Drylongso
- First edition
- Author: Virginia Hamilton
- Illustrator: Jerry Pinkney
- Language: English
- Genre: Children's literature, picture book
- Published: 1992 (Harcourt Brace Jovanovich)/Houghton Mifflin Harcourt
- Publication place: United States
- Media type: Print (hardback)
- Pages: 54
- ISBN: 9780152242411
- OCLC: 24217134

= Drylongso (Hamilton book) =

1992 children's book by Virginia Hamilton

Drylongso is a 1992 children's book by Virginia Hamilton and illustrator Jerry Pinkney.
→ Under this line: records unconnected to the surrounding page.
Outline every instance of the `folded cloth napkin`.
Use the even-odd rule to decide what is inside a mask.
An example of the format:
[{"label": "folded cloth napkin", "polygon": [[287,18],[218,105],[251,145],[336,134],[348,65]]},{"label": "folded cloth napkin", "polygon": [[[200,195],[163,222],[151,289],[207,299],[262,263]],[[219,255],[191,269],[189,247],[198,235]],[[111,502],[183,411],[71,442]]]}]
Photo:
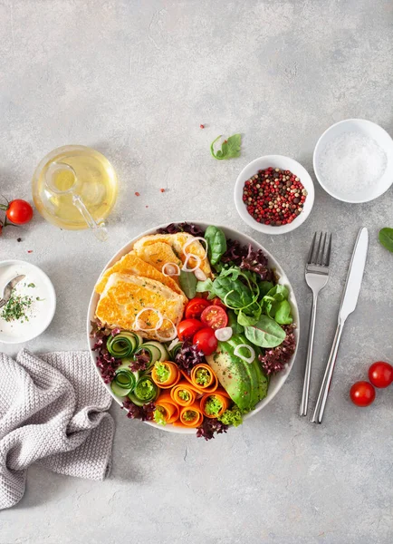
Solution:
[{"label": "folded cloth napkin", "polygon": [[34,462],[69,476],[103,480],[110,471],[111,397],[88,352],[16,361],[0,353],[0,510],[24,496]]}]

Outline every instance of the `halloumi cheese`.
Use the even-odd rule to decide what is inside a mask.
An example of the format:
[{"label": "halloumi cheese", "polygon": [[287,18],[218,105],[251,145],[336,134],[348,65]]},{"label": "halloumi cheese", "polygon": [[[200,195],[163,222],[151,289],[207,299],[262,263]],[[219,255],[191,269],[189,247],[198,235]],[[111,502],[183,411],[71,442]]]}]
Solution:
[{"label": "halloumi cheese", "polygon": [[120,260],[117,261],[112,267],[105,270],[94,287],[96,293],[102,293],[110,276],[114,272],[127,274],[129,276],[143,276],[144,277],[160,281],[178,295],[186,296],[177,283],[172,279],[172,277],[164,276],[160,270],[157,269],[157,267],[154,267],[149,261],[146,261],[143,257],[142,258],[139,258],[135,251],[127,253]]},{"label": "halloumi cheese", "polygon": [[[193,238],[195,238],[195,237],[187,232],[177,232],[176,234],[151,234],[149,236],[144,236],[136,241],[134,244],[134,250],[137,252],[137,255],[143,258],[143,260],[149,259],[149,262],[151,262],[151,264],[154,265],[153,260],[150,260],[149,256],[157,251],[157,244],[167,244],[172,248],[175,257],[181,259],[181,262],[184,263],[187,256],[185,255],[183,248],[185,245]],[[186,251],[187,253],[192,253],[193,255],[199,257],[201,258],[201,270],[205,272],[207,277],[212,277],[210,264],[207,259],[207,256],[206,256],[205,248],[202,246],[200,241],[196,239],[194,242],[188,244]],[[171,257],[171,259],[172,260],[167,262],[176,262],[173,260],[173,257]],[[164,263],[159,263],[161,267],[162,264]],[[195,261],[193,262],[193,260],[190,258],[188,267],[193,267],[194,266]],[[156,267],[158,267],[156,266]]]},{"label": "halloumi cheese", "polygon": [[[155,331],[140,331],[136,326],[135,318],[140,310],[154,308],[159,311],[164,321],[159,329],[165,335],[173,327],[168,319],[177,326],[185,309],[185,296],[176,293],[159,281],[114,272],[110,274],[96,308],[96,317],[110,328],[120,327],[136,331],[145,338],[157,338]],[[187,301],[187,298],[186,298]],[[139,319],[139,326],[153,329],[158,316],[156,312],[146,310]]]}]

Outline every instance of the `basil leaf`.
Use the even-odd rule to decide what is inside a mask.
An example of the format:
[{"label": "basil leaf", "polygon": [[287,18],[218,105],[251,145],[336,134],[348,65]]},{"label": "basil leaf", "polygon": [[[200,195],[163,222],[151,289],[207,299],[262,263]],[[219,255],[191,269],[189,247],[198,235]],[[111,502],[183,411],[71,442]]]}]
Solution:
[{"label": "basil leaf", "polygon": [[253,316],[246,316],[242,311],[239,312],[237,316],[237,323],[243,326],[250,326],[255,325],[258,321],[258,317],[254,317]]},{"label": "basil leaf", "polygon": [[180,287],[187,298],[194,298],[196,293],[196,277],[193,272],[180,270]]},{"label": "basil leaf", "polygon": [[274,313],[274,319],[280,325],[291,325],[293,321],[291,314],[291,305],[287,300],[278,303]]},{"label": "basil leaf", "polygon": [[381,228],[379,238],[382,246],[393,253],[393,228],[389,228],[388,227]]},{"label": "basil leaf", "polygon": [[254,326],[246,326],[244,335],[250,342],[261,347],[276,347],[285,339],[285,331],[267,316],[261,316]]},{"label": "basil leaf", "polygon": [[236,315],[233,310],[228,311],[228,325],[232,327],[234,335],[241,335],[244,330],[244,327],[238,323]]},{"label": "basil leaf", "polygon": [[207,242],[207,257],[210,264],[215,266],[226,251],[225,235],[218,227],[210,225],[207,227],[204,238]]},{"label": "basil leaf", "polygon": [[234,134],[227,140],[225,140],[221,145],[221,150],[215,151],[215,143],[221,138],[222,134],[217,136],[216,140],[210,145],[210,152],[212,156],[217,160],[223,160],[224,159],[232,159],[234,157],[240,157],[240,146],[242,145],[242,135]]}]

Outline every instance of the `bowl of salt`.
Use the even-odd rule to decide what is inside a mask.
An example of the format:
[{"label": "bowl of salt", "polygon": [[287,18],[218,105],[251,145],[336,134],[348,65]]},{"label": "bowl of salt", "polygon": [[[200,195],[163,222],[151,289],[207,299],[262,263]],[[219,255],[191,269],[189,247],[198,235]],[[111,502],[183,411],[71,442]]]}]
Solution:
[{"label": "bowl of salt", "polygon": [[353,204],[369,202],[393,182],[393,140],[370,121],[340,121],[319,139],[313,167],[331,196]]}]

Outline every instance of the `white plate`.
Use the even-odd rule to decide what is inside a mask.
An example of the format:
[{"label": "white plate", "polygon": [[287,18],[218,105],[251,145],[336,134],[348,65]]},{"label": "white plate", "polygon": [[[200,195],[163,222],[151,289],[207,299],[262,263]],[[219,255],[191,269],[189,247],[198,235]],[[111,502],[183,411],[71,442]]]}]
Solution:
[{"label": "white plate", "polygon": [[[367,190],[357,191],[351,195],[348,195],[348,193],[341,194],[337,189],[330,187],[327,180],[321,175],[320,169],[321,156],[326,145],[344,132],[359,132],[371,138],[385,151],[387,156],[385,172],[378,182],[368,188]],[[331,197],[342,202],[352,204],[369,202],[369,200],[374,200],[374,199],[378,199],[386,192],[393,182],[393,140],[382,127],[364,119],[345,119],[329,127],[317,141],[312,160],[315,176],[321,187]],[[342,180],[342,182],[345,184],[345,180]]]},{"label": "white plate", "polygon": [[[175,222],[178,223],[180,221],[175,221]],[[201,223],[200,221],[191,221],[190,220],[187,222],[195,223],[195,224],[198,225],[203,230],[205,230],[208,227],[207,223]],[[148,236],[149,234],[156,234],[158,228],[160,228],[166,227],[166,226],[167,226],[167,224],[158,225],[155,228],[150,228],[149,230],[147,230],[146,232],[139,234],[137,238],[130,240],[128,244],[123,246],[123,248],[121,248],[121,249],[120,249],[112,257],[112,258],[108,262],[108,264],[105,266],[105,267],[103,268],[103,270],[101,271],[101,274],[103,274],[107,268],[111,267],[116,261],[120,260],[124,255],[126,255],[126,253],[129,253],[132,249],[134,243],[137,240],[139,240],[140,238],[142,238],[142,236]],[[291,369],[293,365],[293,363],[294,363],[294,360],[296,357],[297,349],[299,346],[299,339],[300,339],[299,338],[299,331],[300,331],[299,310],[298,310],[298,305],[296,303],[296,298],[295,298],[295,296],[293,293],[293,289],[292,288],[292,286],[288,280],[288,277],[286,277],[284,271],[283,270],[283,268],[281,267],[279,263],[273,257],[273,255],[271,253],[269,253],[269,251],[267,251],[263,246],[261,246],[261,244],[258,244],[258,242],[254,240],[252,238],[246,236],[245,234],[242,234],[241,232],[239,232],[237,230],[234,230],[233,228],[228,228],[227,227],[220,227],[220,228],[222,228],[224,230],[224,232],[226,236],[226,238],[237,239],[242,244],[246,244],[246,245],[252,244],[256,249],[262,249],[264,251],[264,255],[269,259],[269,266],[275,269],[276,274],[280,277],[279,283],[283,284],[289,287],[289,290],[290,290],[289,301],[291,303],[292,309],[293,322],[296,323],[296,325],[297,325],[297,328],[294,330],[294,335],[296,338],[296,351],[293,354],[292,358],[291,359],[290,363],[287,364],[284,371],[283,371],[282,373],[279,373],[272,377],[272,379],[270,381],[270,384],[269,384],[269,390],[268,390],[267,396],[263,401],[258,403],[258,404],[256,405],[255,409],[253,412],[250,412],[250,413],[247,413],[244,417],[244,419],[245,420],[245,419],[248,419],[249,417],[252,417],[253,415],[254,415],[257,412],[259,412],[264,406],[266,406],[266,404],[268,404],[268,403],[270,403],[270,401],[273,398],[274,398],[274,396],[277,394],[277,393],[283,387],[285,380],[288,377],[289,373],[291,372]],[[90,300],[88,315],[87,315],[87,339],[88,339],[90,353],[91,355],[92,364],[93,364],[96,372],[98,373],[98,374],[101,376],[100,370],[97,368],[97,365],[96,365],[95,352],[91,351],[91,347],[94,345],[94,340],[90,337],[90,330],[91,328],[91,321],[93,321],[93,319],[94,319],[95,308],[97,306],[99,298],[100,298],[100,296],[97,293],[95,293],[95,291],[93,291],[91,300]],[[110,385],[107,384],[104,384],[104,382],[102,382],[102,384],[104,385],[104,387],[107,388],[108,392],[112,395],[112,397],[118,403],[118,404],[120,404],[121,406],[122,405],[121,400],[119,397],[117,397],[115,394],[112,393]],[[196,432],[196,429],[184,429],[182,427],[175,427],[174,425],[165,425],[165,426],[158,425],[157,423],[155,423],[153,422],[145,422],[145,423],[148,423],[149,425],[157,427],[158,429],[160,429],[161,431],[168,431],[169,432],[179,432],[181,434],[195,434],[195,432]]]},{"label": "white plate", "polygon": [[[0,309],[0,342],[4,344],[20,344],[33,340],[47,328],[56,309],[56,294],[49,277],[38,267],[21,260],[0,262],[0,298],[6,284],[21,274],[24,274],[26,277],[17,284],[15,291],[33,298],[28,312],[29,321],[6,322],[1,317],[3,309]],[[32,284],[34,287],[28,287]]]},{"label": "white plate", "polygon": [[[244,182],[252,176],[255,175],[259,170],[264,170],[269,167],[289,170],[292,171],[300,179],[308,193],[302,213],[288,225],[273,227],[272,225],[258,223],[258,221],[255,221],[255,219],[248,213],[245,204],[243,201],[243,189],[244,187]],[[300,227],[309,217],[314,204],[314,184],[306,169],[293,159],[284,157],[283,155],[265,155],[264,157],[259,157],[259,159],[255,159],[247,164],[247,166],[240,172],[235,185],[234,199],[239,216],[244,223],[247,223],[252,228],[259,230],[259,232],[264,232],[264,234],[285,234],[286,232],[291,232]]]}]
It is about a farming family who is experiencing a drought and takes in a stranger.

==Reception==
School Library Journal, in a review of Drylongso, noted: "As in many of her other works of fiction, Hamilton combines myth and realism to create a poignant, powerful tale. .. Pinkney's illustrations are exquisite, expressive, and perfectly in tune with the tone and spirit of the text." and concluded "Despite the occasional seams, this is a fine book." Booklist wrote: "In an understated story of drought and hard times and longing for rain, a great writer and a great artist have pared down their rich, exuberant styles to something quieter but no less intense." and Publishers Weekly called it a "thoroughly captivating story firmly rooted in the folktale tradition."

Drylongso has also been reviewed by Kirkus Reviews, The Horn Book Magazine, and the Smithsonian.